Cette pièce a soulevé dans les journaux de la Péninsule, et de temps à autre encore y soulève des polémiques violentes. Le sujet offre tant d’invraisemblances bizarres et de données inadmissibles, qu’il est impossible de comprendre qu’un homme aussi loyal, aussi modéré que M. Gil y Zárate ait eu seulement l’idée de le traiter à la scène. Dans aucune autre pièce du reste, nous devons le reconnaître, M. Gil y Zárate n’a aussi énergiquement engagé, compliqué, tranché l’action dramatique ; dans aucune autre, il n’a aussi habilement déployé les richesses de son style capricieux et savant ; de l’un à l’autre bout, le vers y est profond et rapide comme les desseins et les vengeances de cette inquisition formidable dont M. Gil y Zárate a d’une si originale façon décrit les sombres magnificences. La représentation de Don Carlos el Hechizado a été en Espagne un véritable évènement. Pour la première fois les passions politiques faisaient irruption à la scène ; et quelles passions, bon Dieu ! celles qui, à Madrid, à Murcie, à Barcelone, ont répandu comme l’eau le sang des moines sur le seuil de marbre de leurs couvens. M. Gil y Zárate appartient cependant au parti modéré ; c’est un de ses publicistes les plus dévoués et les plus anciens. Il y a mieux encore : quelque temps après la représentation de son terrible drame, où la haine du moine éclate comme les obus un jour de bombardement, c’est M. Gil y Zárate lui-même qui, dans ses pages magnifiques sur l’Esclaustrado (le Décloîtré), plaidait éloquemment la cause des religieux épargnés en 1834 et en 1835. On peut se demander comment de telles contradictions se sont produites dans un esprit élevé, et en vérité la question serait difficile à résoudre si l’on n’admettait que dans Don Carlos l’homme politique a voulu s’effacer complètement devant le poète.

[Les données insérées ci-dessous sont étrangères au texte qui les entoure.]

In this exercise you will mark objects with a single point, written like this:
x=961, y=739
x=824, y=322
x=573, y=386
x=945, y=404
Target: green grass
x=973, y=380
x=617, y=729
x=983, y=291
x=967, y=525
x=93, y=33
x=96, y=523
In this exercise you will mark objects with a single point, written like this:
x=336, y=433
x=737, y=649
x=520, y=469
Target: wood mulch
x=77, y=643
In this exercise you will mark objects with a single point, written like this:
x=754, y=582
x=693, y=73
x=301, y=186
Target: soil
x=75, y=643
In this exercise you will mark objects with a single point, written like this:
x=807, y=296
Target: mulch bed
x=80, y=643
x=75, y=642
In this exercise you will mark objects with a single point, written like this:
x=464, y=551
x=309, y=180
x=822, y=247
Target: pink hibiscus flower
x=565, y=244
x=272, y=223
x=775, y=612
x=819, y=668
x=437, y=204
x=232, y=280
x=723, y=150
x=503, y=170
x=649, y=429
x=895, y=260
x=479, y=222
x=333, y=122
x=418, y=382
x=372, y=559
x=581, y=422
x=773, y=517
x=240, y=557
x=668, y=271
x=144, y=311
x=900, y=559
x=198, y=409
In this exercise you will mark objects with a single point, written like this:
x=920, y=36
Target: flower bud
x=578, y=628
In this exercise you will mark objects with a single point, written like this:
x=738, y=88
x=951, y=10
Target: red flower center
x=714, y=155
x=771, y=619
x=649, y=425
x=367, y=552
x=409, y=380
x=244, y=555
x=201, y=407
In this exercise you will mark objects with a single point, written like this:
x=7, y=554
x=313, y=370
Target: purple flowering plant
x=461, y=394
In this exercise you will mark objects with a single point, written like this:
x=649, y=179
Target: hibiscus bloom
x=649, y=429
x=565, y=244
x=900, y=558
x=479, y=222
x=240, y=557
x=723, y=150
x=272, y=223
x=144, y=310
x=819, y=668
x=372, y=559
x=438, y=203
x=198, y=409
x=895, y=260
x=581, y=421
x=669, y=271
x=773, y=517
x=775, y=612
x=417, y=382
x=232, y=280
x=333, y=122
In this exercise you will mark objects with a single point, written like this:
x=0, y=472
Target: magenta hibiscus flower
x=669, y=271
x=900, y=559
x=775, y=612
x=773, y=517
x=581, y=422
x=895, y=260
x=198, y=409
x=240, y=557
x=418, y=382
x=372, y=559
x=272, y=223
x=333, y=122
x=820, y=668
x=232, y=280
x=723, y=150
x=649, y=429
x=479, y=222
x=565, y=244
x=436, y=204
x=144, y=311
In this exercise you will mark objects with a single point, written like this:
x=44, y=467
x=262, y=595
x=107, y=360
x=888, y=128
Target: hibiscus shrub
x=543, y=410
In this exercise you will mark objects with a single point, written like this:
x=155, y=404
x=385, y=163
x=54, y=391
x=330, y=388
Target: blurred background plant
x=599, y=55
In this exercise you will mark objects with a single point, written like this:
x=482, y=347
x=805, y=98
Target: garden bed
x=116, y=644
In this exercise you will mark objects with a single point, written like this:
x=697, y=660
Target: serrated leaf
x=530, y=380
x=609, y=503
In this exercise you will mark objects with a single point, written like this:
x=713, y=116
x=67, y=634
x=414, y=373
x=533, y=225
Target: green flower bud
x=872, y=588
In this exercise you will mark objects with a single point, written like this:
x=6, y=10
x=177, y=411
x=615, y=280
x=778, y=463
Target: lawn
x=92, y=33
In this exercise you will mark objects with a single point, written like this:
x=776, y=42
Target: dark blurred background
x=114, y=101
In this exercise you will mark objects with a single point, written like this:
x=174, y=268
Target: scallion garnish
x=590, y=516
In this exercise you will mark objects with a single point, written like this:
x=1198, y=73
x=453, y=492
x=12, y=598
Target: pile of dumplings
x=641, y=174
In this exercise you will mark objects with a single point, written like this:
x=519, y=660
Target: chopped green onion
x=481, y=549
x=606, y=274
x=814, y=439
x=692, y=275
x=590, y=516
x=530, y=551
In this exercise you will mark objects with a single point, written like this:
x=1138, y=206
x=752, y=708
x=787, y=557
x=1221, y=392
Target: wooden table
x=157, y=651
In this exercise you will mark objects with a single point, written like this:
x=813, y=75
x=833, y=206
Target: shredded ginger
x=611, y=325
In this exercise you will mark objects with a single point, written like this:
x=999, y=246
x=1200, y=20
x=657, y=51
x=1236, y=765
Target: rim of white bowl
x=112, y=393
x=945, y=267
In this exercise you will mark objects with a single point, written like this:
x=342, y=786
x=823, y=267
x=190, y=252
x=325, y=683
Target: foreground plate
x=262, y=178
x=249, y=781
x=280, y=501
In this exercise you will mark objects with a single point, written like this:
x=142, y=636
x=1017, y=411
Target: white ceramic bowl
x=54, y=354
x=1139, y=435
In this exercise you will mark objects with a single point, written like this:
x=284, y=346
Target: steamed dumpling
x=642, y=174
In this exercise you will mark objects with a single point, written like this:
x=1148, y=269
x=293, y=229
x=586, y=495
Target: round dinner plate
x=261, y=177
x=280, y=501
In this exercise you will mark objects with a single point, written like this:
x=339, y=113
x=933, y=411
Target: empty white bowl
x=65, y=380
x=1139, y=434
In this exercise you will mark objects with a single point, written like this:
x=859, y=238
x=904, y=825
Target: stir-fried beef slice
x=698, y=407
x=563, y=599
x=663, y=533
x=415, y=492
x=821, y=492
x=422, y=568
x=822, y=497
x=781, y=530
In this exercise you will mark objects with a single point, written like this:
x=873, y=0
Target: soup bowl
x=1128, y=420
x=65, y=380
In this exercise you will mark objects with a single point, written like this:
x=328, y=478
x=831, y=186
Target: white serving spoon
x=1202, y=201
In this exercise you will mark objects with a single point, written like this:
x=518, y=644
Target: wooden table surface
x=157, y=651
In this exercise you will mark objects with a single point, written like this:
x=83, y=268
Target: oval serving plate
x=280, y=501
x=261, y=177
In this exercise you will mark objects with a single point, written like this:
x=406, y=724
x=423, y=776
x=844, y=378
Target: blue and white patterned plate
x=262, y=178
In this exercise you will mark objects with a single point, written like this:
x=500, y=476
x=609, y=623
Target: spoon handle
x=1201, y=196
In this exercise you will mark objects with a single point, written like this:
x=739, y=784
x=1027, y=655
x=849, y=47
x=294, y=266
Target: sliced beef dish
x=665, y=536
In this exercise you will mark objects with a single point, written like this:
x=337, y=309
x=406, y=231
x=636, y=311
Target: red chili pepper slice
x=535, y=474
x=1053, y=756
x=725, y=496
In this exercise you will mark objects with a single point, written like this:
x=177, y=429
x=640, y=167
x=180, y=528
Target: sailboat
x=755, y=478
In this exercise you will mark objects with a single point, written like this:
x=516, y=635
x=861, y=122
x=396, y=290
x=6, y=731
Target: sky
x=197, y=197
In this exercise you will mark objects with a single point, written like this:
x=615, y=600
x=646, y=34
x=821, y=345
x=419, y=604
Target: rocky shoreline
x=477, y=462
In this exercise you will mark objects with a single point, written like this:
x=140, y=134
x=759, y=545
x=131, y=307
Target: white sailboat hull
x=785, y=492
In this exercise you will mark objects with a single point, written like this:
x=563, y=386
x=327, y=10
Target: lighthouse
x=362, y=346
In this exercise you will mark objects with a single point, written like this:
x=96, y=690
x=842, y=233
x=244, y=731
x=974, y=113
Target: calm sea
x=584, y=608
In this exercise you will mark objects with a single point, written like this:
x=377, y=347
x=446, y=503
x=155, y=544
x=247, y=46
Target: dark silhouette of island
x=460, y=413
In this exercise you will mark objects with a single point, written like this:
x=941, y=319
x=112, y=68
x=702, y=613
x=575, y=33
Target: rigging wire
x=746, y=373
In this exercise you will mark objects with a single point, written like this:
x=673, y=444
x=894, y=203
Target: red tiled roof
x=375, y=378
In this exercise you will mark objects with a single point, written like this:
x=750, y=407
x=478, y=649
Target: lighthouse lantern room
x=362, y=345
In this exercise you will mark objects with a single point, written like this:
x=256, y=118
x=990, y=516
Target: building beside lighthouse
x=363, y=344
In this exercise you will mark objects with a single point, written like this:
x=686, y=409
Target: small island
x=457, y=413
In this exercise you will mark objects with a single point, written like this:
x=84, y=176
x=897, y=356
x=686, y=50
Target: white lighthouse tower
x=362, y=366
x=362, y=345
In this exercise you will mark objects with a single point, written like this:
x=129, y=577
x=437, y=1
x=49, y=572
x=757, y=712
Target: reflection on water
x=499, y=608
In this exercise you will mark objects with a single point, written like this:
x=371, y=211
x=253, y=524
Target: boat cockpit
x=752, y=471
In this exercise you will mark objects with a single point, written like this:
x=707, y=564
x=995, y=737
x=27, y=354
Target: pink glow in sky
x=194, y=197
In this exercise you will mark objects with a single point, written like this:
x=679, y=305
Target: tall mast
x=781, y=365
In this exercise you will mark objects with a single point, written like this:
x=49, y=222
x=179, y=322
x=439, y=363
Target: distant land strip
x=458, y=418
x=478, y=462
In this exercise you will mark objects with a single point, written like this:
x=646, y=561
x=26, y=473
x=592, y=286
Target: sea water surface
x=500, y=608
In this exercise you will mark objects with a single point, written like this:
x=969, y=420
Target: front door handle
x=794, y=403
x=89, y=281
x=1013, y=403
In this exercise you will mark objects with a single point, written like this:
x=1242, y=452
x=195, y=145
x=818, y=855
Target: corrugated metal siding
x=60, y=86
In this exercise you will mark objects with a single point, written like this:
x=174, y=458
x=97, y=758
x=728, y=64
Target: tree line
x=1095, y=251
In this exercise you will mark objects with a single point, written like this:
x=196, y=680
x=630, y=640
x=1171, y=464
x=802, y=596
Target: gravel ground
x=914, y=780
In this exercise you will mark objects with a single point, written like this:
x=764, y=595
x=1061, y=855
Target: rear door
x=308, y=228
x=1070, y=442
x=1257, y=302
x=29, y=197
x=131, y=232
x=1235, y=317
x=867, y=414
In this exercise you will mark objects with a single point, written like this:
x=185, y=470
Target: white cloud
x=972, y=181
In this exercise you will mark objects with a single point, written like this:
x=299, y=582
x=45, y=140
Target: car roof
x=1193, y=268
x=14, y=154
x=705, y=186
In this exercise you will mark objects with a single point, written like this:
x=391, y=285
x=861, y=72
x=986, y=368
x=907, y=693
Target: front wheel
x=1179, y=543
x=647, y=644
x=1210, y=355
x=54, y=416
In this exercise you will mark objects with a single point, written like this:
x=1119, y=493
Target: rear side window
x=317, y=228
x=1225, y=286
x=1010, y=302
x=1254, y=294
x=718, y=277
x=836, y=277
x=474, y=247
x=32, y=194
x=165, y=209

Le héros de Don Carlos el Hechizado est le confesseur du roi Charles II, le père Froïlan Diaz, dont il a plu à M. Gil y Zárate de faire un grand inquisiteur en dépit de l’histoire. Dans le drame de M. Gil y Zárate, ce Froïlan est la perversité même de l’enfer incarnée, la perversité de l’enfer telle qu’on la comprend en un pays catholique. Dès la première scène, Charles II, ce roi imbécile dont les derniers jours s’achèvent tristement entre la peur de mourir et l’ennui de vivre, Charles II ouvre à Froïlan son cœur oppressé. Pour lui rendre un peu de résolution et de courage, Froïlan lui fait un tableau magnifique de ses richesses et de sa puissance. Et, en effet, pourquoi donc se désespérer ainsi ? Est-il un autre roi qui se puisse comparer au petit-fils de Charles-Quint ? Quel autre sceptre sur la terre peut valoir le beau sceptre espagnol ? L’or et l’argent de tout un monde coulent à torrens dans les coffres du roi catholique. Pourquoi donc la vie lui pèse-t-elle ? Quel mauvais sort, pour employer une expression du poète, le livre sens défense entre les mains de la douleur ?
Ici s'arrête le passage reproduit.